Tesla certainly had no trouble, getting final books close to US$4bn for a US$546m deal only rated by Moody’s, making it one of the most popular debuts since the crisis.

“We don’t rely on rating agencies to do our credit work,” said John Kerschner, head of US securitised products at Janus Henderson Investors and a buyer of the Tesla bonds.

“There is always risk with a new story, but we felt we were being compensated.”

He met with Tesla officials to conduct his own due diligence at an industry conference, and came away impressed enough to buy into the deal.

As JP Morgan analysts put it, the trade carried a “newness” concession and priced more like a risky subprime deal than a prime trade whose leases carried high 767 average credit scores.

“It’s different risk, but at similar spreads I’d rather be investing in Tesla paper,” Kerschner said.

MAKING HEADWAY

The Big Three of course still dominate the overall business of rating bonds, but smaller firms have made “significant” inroads in asset-backed trades, the SEC said in its most recent annual report on credit ratings.

Smaller names such as DBRS, Kroll Bond Rating Agency and Morningstar had rated 12.5% of the asset-backed market as of December 2016, the report said.

This has been especially notable for lenders that have been using the ABS market to fund businesses from student loans to solar panels.

In a departure from the past, many such deals in the previous six months were vetted by the smaller agencies - and almost a third came with just one set of ratings.

Global Jet Capital came to market in October with its debut aircraft deal, a US$1.5bn offering that carried just Single A and Triple B investment-grade ratings from KBRA.

The buyside pushed back hard against the trade - both the type of collateral and the revolving master trust format were seen as riskier than on typical aircraft deals.

Fitch even took the unusual step of offering an unsolicited opinion, saying the deal did not meet its investment-grade criteria.

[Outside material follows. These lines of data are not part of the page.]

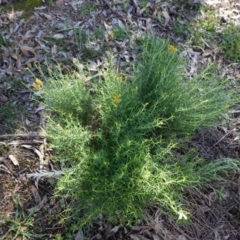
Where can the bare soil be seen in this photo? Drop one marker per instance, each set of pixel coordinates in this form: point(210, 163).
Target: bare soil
point(45, 36)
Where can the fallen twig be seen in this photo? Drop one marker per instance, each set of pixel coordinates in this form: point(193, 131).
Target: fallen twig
point(22, 136)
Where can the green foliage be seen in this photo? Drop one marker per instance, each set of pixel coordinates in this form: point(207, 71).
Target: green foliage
point(119, 33)
point(230, 42)
point(4, 42)
point(88, 8)
point(8, 115)
point(120, 138)
point(80, 38)
point(26, 5)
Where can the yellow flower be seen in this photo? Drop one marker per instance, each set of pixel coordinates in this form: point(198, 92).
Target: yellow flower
point(38, 84)
point(171, 48)
point(116, 99)
point(119, 78)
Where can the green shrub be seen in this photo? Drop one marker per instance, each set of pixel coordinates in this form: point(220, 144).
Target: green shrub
point(230, 42)
point(123, 159)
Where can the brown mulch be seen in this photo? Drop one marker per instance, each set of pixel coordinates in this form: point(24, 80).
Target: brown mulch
point(46, 37)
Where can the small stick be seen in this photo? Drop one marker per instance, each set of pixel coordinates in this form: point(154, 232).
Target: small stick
point(22, 136)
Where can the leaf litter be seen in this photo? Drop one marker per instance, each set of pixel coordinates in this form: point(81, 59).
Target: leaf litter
point(48, 36)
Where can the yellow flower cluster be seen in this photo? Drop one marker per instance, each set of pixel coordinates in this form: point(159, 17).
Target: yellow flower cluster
point(171, 48)
point(38, 84)
point(116, 99)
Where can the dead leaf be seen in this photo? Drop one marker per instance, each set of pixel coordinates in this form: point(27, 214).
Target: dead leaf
point(79, 235)
point(115, 229)
point(14, 160)
point(167, 17)
point(3, 99)
point(39, 206)
point(26, 49)
point(47, 16)
point(35, 151)
point(58, 36)
point(181, 237)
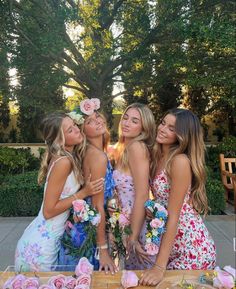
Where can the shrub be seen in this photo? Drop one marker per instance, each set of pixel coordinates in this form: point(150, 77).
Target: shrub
point(21, 194)
point(215, 194)
point(15, 161)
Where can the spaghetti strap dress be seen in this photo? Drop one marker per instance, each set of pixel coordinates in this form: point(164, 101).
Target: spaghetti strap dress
point(37, 249)
point(193, 247)
point(76, 232)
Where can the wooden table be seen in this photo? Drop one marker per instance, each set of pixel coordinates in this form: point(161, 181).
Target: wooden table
point(100, 280)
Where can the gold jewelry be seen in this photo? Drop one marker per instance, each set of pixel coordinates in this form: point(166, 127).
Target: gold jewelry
point(160, 268)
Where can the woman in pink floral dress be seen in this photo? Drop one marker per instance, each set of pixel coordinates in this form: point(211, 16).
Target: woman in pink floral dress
point(131, 176)
point(178, 183)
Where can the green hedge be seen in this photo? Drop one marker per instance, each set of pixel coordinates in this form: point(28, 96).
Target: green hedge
point(20, 195)
point(16, 161)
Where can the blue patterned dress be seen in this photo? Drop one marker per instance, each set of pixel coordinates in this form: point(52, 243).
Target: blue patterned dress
point(76, 232)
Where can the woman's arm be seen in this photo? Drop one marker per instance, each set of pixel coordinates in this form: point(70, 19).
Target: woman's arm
point(98, 170)
point(52, 205)
point(180, 183)
point(139, 168)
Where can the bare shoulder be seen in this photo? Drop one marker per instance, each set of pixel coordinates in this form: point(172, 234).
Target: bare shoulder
point(180, 162)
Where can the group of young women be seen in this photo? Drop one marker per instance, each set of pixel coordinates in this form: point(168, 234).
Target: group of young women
point(168, 160)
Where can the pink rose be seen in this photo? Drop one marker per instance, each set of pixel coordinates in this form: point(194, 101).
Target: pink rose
point(123, 220)
point(31, 283)
point(57, 281)
point(15, 282)
point(156, 223)
point(151, 248)
point(96, 102)
point(46, 286)
point(87, 106)
point(83, 279)
point(223, 280)
point(96, 220)
point(129, 279)
point(70, 282)
point(83, 267)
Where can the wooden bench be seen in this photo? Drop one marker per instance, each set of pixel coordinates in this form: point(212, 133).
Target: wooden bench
point(228, 176)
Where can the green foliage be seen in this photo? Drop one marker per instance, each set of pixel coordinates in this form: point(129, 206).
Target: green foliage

But when the deal was restructured in February, it was a smash hit with investors - and still only carried ratings from Kroll.

ONE AND DONE?

Only time will tell if ratings issued by insurgent companies hold up better than those issued by the Big Three in the run-up to the financial crisis.

But as smaller firms have gained prominence, more investors have amended their investment criteria to buy bonds carrying a broader range of ratings.

“The number of accounts who can buy other than the Big Three has grown to probably 90 or 100 versus a dozen or so when Kroll first started out [in 2010],” one ABS banker told IFR.

While investors now put less weight on ratings in their own risk-vetting process, though, not everyone views the trend of solo ABS ratings as a positive development.

“When you leave rating agencies out, it’s usually for a reason,” said Gil Libling, a senior portfolio manager at Semper Capital Management.

“The investment environment is such that more information is always better, not less.”